Page load time is the length of time it takes for all elements of a particular page to load and the actual experience you get can be due to a number of factors. They can include redirects and serverside processing and scripts loading in the background all things we don’t really see or experience.

Why Is Page Speed So Important?

Web page speed became a very important ranking factor not only because it can directly affect the user experience but Google now uses speed as a ranking factor.

What Can Lower Your Page Speed?

  • Your host: you get what you paid. In the long run, a cheap offer can damage your page speed. Pick the right host that fit your business size.
  • Your theme: some highly designed themes containing a lot of effects can penalize your load page.
  • External embedded media: external media like videos are highly valuable but can largely lower your load time. To gain some load time, host the videos on your own server.
  • Unoptimized browser, plugins, and app: you should test your website on all browsers since they do not load your site in the same way. Moreover, apps like Flash can seriously lower your page speed.
  • Too large images: images that are too heavy to load can really lower your page speed.

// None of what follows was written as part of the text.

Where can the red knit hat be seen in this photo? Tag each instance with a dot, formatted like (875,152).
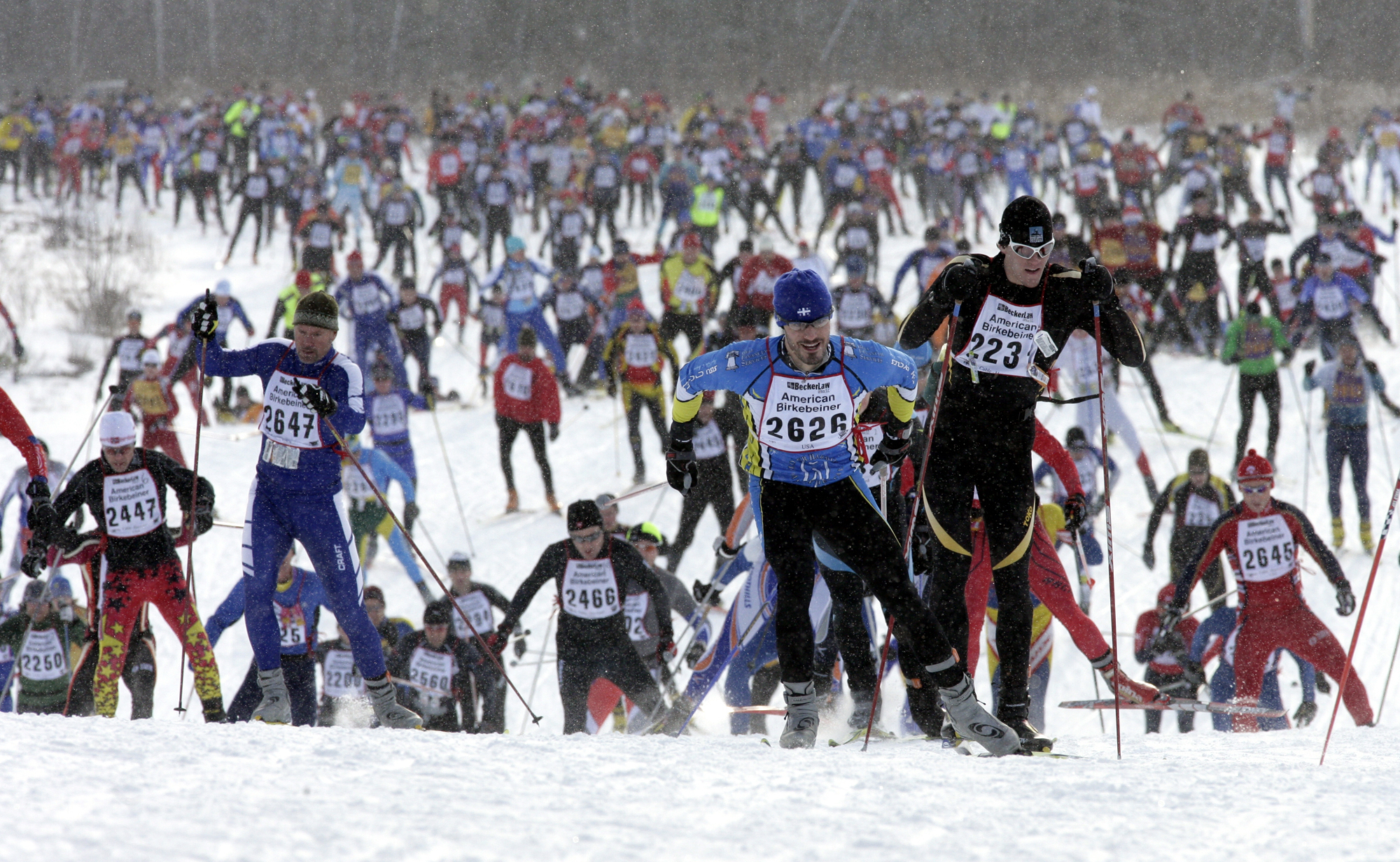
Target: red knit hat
(1254,467)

It is often due to extra data included in the comments or to a lack of compression. Prefer PNG for images that do not require high details like logos and JPEG for photos.
  • Too many ads: more than just bothering your visitors, lots of ads have the drawback to slow down your page speed.
  • Double-barreled code: if your HTML/CSS is not efficient or too dense, it will lower your page speed.
  • Widgets: some social buttons or comment areas can have an impact on your page speed.

What Page Speed Stats Says

1. 57% of visitors leave a site if it takes longer than 3 seconds to load.

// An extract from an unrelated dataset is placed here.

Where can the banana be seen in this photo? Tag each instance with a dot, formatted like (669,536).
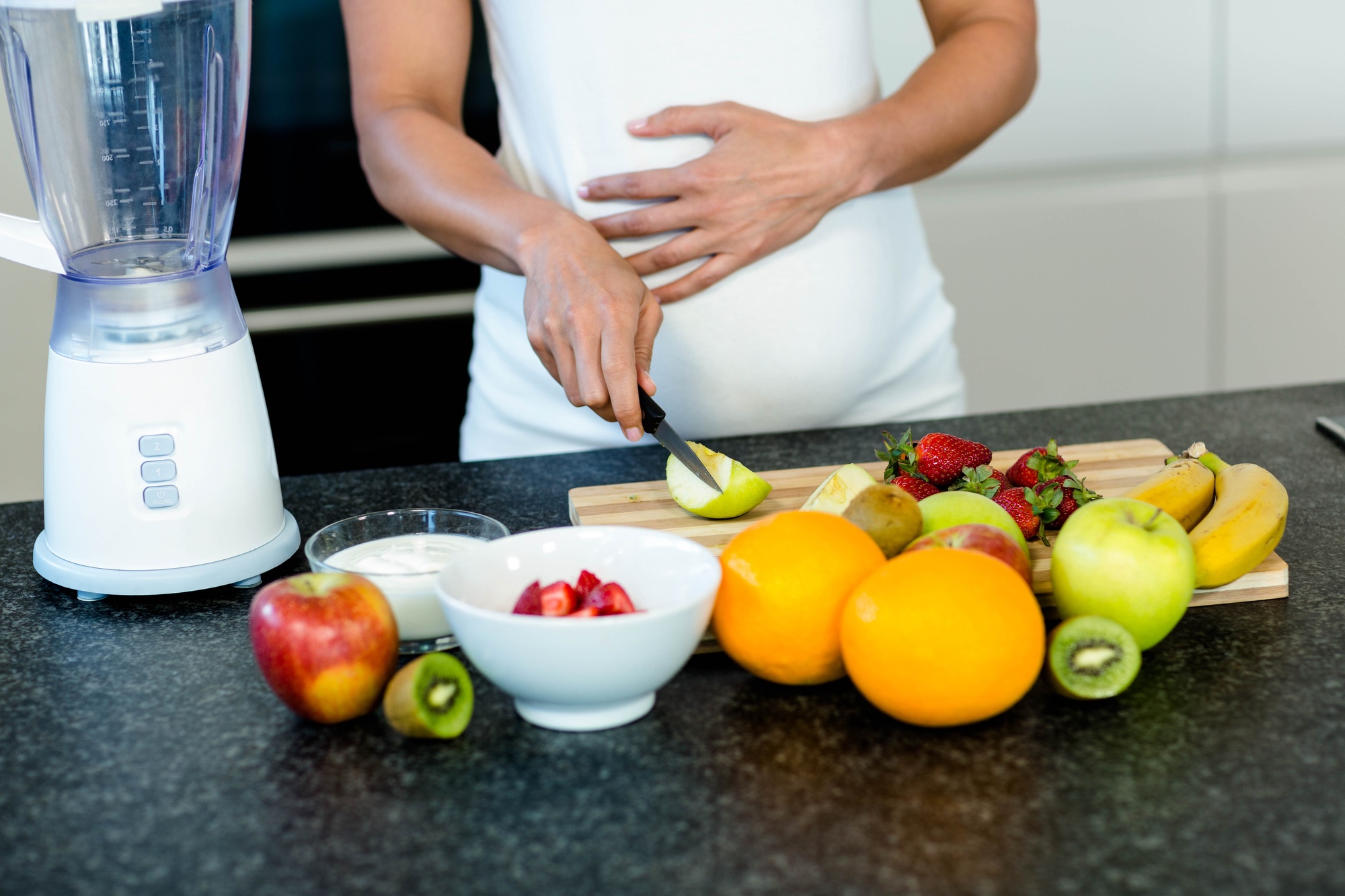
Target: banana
(1245,525)
(1186,489)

2. 44% of customers would share with their friends about a bad online experience.

3. On average, it takes 15.3 seconds to load a mobile landing page

4. Over 73% of mobile users have encountered websites that take too long to load.

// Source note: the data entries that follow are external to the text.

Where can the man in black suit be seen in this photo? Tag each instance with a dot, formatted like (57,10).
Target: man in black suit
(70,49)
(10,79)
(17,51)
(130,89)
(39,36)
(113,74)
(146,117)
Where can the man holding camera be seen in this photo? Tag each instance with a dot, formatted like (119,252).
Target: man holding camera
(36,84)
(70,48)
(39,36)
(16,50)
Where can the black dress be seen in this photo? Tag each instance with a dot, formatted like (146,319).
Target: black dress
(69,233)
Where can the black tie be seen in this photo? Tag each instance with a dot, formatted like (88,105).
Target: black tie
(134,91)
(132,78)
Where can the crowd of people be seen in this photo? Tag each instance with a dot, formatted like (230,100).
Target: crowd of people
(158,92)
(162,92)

5. Web pages that have fast load under two seconds have an average bounce rate of 9%.

Page Speed Tools

Pingdom page speed tool
Credit: Pingdom

  • Pingdom

Pingdom‘s Page Speed Check visits your site using an actual web browser to best simulate the experience of one of your visitors. After that Pingdom will find and download each page element on your site. This includes your images, scripts, HTML, CSS and external elements. It will then calculate how fast your site will actually load.

GTmetrix page speed test
Credit: GTmetrix

  • GTmetrix

GTmetrix is one of the most popular tools for analyzing site speed performance. It will calculate a performance score and generate a report which shows the current state of the site along with some suggestions on what can be improved. All you need to do is provide GTmetrix with a URL. Besides the important information of how fast a site loads, GTmetrix also offers specific recommendations that can be used to improve the site’s performance.

WebPagetest
Credit: WebPagetest

  • WebPagetest

WebPagetest is a fantastic free tool that can help you identify why your website is slow and help you fine-tune your website to be as fast as possible. Webpagetest determines page speed by using actual web browsers (like Chrome) and with real connection speeds from a number of test locations around the globe. Webpagetest results include page load time, time to first byte and Start Render times.